O finaçon é uma forma poética de improviso e declamação cantada, profundamente enraizada na cultura de Santiago. Na sua versão clássica, a cantadeira - sempre uma mulher - improvisa sobre temas do quotidiano, tecelando provérbios, ironias e conselhos numa linguagem que serve simultaneamente como entretenimento, como memória coletiva e como filosofia pública. Nha Bibinha Kabral era uma das suas grandes vozes. A tradição exigia domínio total da língua, da métrica e do contexto social e era, em sentido pleno, uma arte de palavra. Princezito absorveu-a como quem bebe antes de ter sede: "Aprendi também a manusear as palavras, ou neste caso, a balbuciar as palavras com ela."


Aprendeu a escrever aos seis anos, em português e em crioulo, e esta segunda língua não era, à época, uma escolha óbvia. Num Cabo Verde pós-colonial que ainda hesitava entre valorizar a língua e manter o prestígio da língua metropolitana, escrever em crioulo era quase um gesto político.
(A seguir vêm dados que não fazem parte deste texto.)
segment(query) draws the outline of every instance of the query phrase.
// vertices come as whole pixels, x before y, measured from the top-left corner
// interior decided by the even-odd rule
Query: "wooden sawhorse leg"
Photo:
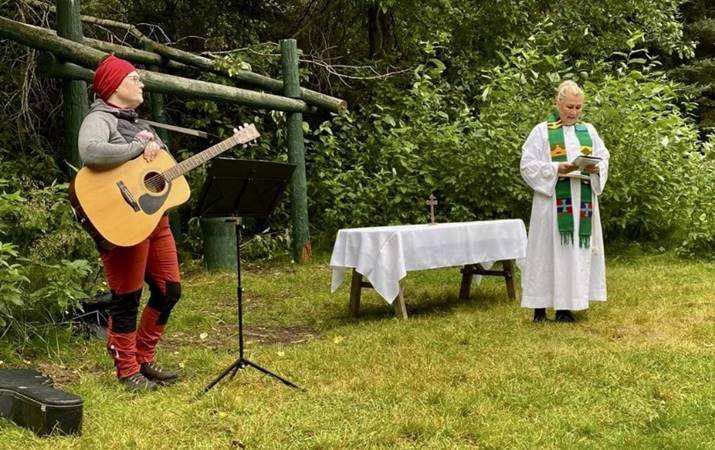
[[[464,266],[460,272],[462,272],[462,283],[459,285],[459,298],[467,300],[469,299],[469,292],[472,289],[474,271],[472,270],[472,266]]]
[[[362,288],[371,288],[372,284],[362,280],[362,274],[353,269],[352,280],[350,281],[350,314],[354,317],[360,315],[360,294]],[[395,315],[400,319],[407,319],[407,306],[405,305],[405,287],[400,281],[400,291],[395,301],[392,302],[395,308]]]
[[[510,300],[516,300],[516,279],[514,278],[514,261],[511,259],[501,262],[504,267],[504,282],[506,283],[506,292]]]
[[[350,281],[350,314],[357,317],[360,314],[360,293],[362,292],[362,274],[353,269]]]
[[[512,260],[501,261],[502,270],[486,270],[481,264],[469,264],[462,268],[462,283],[459,286],[459,298],[466,300],[472,287],[472,277],[474,275],[494,275],[504,277],[506,292],[509,299],[516,300],[516,280],[514,279],[514,262]]]
[[[392,302],[395,306],[395,316],[398,319],[407,319],[407,305],[405,304],[405,286],[400,280],[400,291],[397,294],[397,298]]]

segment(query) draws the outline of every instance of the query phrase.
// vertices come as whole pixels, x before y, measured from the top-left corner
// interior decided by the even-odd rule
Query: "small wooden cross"
[[[434,220],[434,207],[438,205],[437,197],[434,194],[429,195],[429,200],[425,202],[425,205],[429,206],[430,216],[432,216],[432,225],[436,225],[437,222]]]

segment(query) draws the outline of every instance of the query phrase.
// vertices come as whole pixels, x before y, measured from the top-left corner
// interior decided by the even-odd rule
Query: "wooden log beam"
[[[57,36],[45,28],[27,25],[0,16],[0,37],[19,42],[36,50],[51,52],[64,61],[84,67],[97,67],[107,54],[79,42]]]
[[[84,38],[82,43],[101,50],[107,53],[114,53],[120,58],[124,58],[127,61],[139,64],[148,64],[152,66],[162,66],[169,69],[175,70],[186,70],[193,69],[192,67],[182,64],[180,62],[172,61],[157,55],[156,53],[147,52],[145,50],[140,50],[138,48],[127,47],[125,45],[113,44],[111,42],[100,41],[99,39]]]
[[[251,91],[237,87],[206,81],[192,80],[174,75],[138,70],[142,82],[150,92],[179,95],[188,98],[214,100],[240,105],[253,106],[259,109],[277,109],[286,112],[313,112],[314,108],[304,101],[281,97],[263,92]]]
[[[92,81],[94,71],[72,63],[60,63],[50,53],[40,55],[38,68],[53,78]],[[253,106],[258,109],[277,109],[286,112],[314,112],[315,108],[297,99],[281,97],[263,92],[249,91],[222,84],[137,70],[147,92],[176,95],[183,98],[213,100],[239,105]]]
[[[171,69],[187,69],[190,68],[186,64],[170,61],[156,53],[139,50],[124,45],[112,44],[109,42],[100,41],[82,37],[79,42],[63,40],[58,37],[54,30],[37,27],[22,22],[15,22],[6,17],[0,16],[0,36],[20,42],[32,48],[49,51],[55,53],[62,59],[72,61],[85,67],[96,67],[99,61],[109,53],[114,53],[120,58],[128,61],[161,65]],[[78,45],[73,45],[78,44]],[[75,55],[74,59],[69,56]]]
[[[50,11],[55,12],[56,8],[52,5],[48,5],[46,3],[37,1],[37,0],[24,0],[25,3],[28,3],[33,6],[38,6],[42,7],[45,9],[48,9]],[[114,20],[106,20],[106,19],[100,19],[97,17],[92,17],[92,16],[86,16],[83,15],[81,16],[82,21],[88,22],[88,23],[94,23],[98,25],[103,25],[103,26],[109,26],[109,27],[117,27],[121,28],[124,30],[127,30],[132,36],[134,36],[145,48],[149,49],[152,52],[155,52],[159,55],[164,56],[165,58],[178,61],[179,63],[184,63],[186,65],[198,67],[203,70],[208,70],[214,73],[218,73],[230,78],[233,78],[235,80],[238,80],[240,82],[246,83],[248,85],[264,89],[269,92],[273,92],[275,94],[280,94],[283,92],[283,82],[281,80],[275,80],[273,78],[267,77],[265,75],[260,75],[251,71],[247,70],[239,70],[237,72],[232,72],[228,73],[228,71],[221,69],[216,65],[216,62],[212,59],[205,58],[203,56],[195,55],[190,52],[186,52],[183,50],[179,50],[177,48],[169,47],[167,45],[160,44],[156,41],[153,41],[146,37],[143,33],[141,33],[134,25],[131,24],[126,24],[122,22],[117,22]],[[99,41],[102,42],[102,41]],[[92,47],[96,47],[95,45],[90,44]],[[129,47],[125,47],[129,48]],[[105,50],[105,49],[102,49]],[[113,50],[105,50],[105,51],[113,51]],[[125,50],[123,50],[125,51]],[[115,52],[117,56],[121,56],[122,58],[125,58],[125,56],[120,55],[118,52]],[[126,54],[126,53],[125,53]],[[129,58],[127,58],[129,59]],[[136,61],[140,62],[134,59],[130,59],[130,61]],[[156,64],[156,62],[146,62],[145,64]],[[303,100],[305,100],[306,103],[317,106],[319,108],[324,108],[327,109],[328,111],[333,111],[333,112],[343,112],[346,111],[348,108],[348,103],[345,100],[332,97],[330,95],[326,95],[317,91],[313,91],[311,89],[306,89],[306,88],[300,88],[300,96]]]
[[[16,22],[0,16],[0,37],[11,39],[37,50],[53,53],[64,61],[84,67],[96,67],[107,53],[57,36],[50,30]],[[47,58],[44,59],[47,61]],[[48,62],[48,64],[50,64]],[[92,81],[93,71],[79,70],[82,67],[68,68],[62,64],[50,64],[45,72],[51,76],[53,71],[63,79]],[[45,69],[44,67],[40,67]],[[139,71],[149,92],[179,95],[188,98],[225,101],[262,109],[277,109],[288,112],[312,112],[313,109],[304,101],[290,99],[273,94],[249,91],[246,89],[224,86],[206,81],[192,80],[150,71]],[[76,78],[72,78],[76,76]]]
[[[2,19],[6,19],[4,17],[1,17]],[[6,19],[9,20],[9,19]],[[26,36],[26,33],[29,32],[35,32],[40,35],[40,37],[46,37],[47,39],[51,39],[51,36],[57,36],[57,33],[54,30],[49,30],[47,28],[42,28],[38,27],[35,25],[30,25],[22,22],[16,22],[23,27],[21,29],[18,29],[17,32],[13,30],[9,30],[8,33],[13,33],[13,35],[22,35]],[[0,35],[2,34],[3,30],[3,23],[0,21]],[[12,37],[8,35],[10,39]],[[25,44],[24,41],[18,41],[23,44]],[[177,70],[186,70],[186,69],[193,69],[193,67],[189,67],[186,64],[182,64],[176,61],[171,61],[169,59],[166,59],[165,57],[161,55],[157,55],[156,53],[148,52],[145,50],[140,50],[132,47],[127,47],[125,45],[119,45],[119,44],[113,44],[111,42],[105,42],[105,41],[100,41],[99,39],[92,39],[88,37],[82,36],[77,42],[80,42],[82,44],[85,44],[88,47],[91,47],[96,50],[100,50],[104,52],[105,54],[109,53],[114,53],[116,56],[120,58],[124,58],[127,61],[131,61],[134,63],[139,63],[139,64],[149,64],[149,65],[158,65],[158,66],[163,66],[163,67],[168,67],[170,69],[177,69]],[[29,45],[29,44],[28,44]],[[41,50],[45,50],[44,48]],[[96,65],[96,64],[95,64]]]
[[[169,59],[182,62],[184,64],[198,67],[199,69],[208,70],[221,75],[229,76],[235,80],[250,84],[266,91],[274,93],[283,92],[283,82],[281,80],[274,80],[273,78],[267,77],[265,75],[259,75],[255,72],[250,72],[246,70],[239,70],[235,73],[227,73],[227,71],[220,69],[216,66],[216,62],[212,59],[205,58],[203,56],[194,55],[193,53],[185,52],[173,47],[168,47],[163,44],[152,41],[148,38],[141,39],[144,46],[153,52],[163,55]],[[299,88],[300,97],[305,100],[306,103],[317,106],[319,108],[327,109],[333,112],[343,112],[348,109],[348,102],[345,100],[331,97],[320,92],[316,92],[310,89]]]
[[[57,8],[54,5],[45,3],[40,0],[22,0],[22,2],[31,6],[37,6],[38,8],[42,8],[46,11],[57,13]],[[101,25],[103,27],[119,28],[122,30],[126,30],[129,34],[131,34],[137,39],[144,37],[144,33],[139,31],[139,29],[134,25],[128,23],[118,22],[116,20],[100,19],[99,17],[87,16],[84,14],[80,15],[80,20],[82,22],[93,23],[95,25]]]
O irmão mais velho, Mário Lúcio - poeta, músico, que viria a ser ministro da Cultura - já escrevia em crioulo quando poucos o faziam, e foi através dele que o mais novo descobriu que a língua dos ventos, das crianças e das histórias antigas também podia existir no papel, com a mesma dignidade de qualquer outra, que contava coisas que nenhuma outra língua contava da mesma forma.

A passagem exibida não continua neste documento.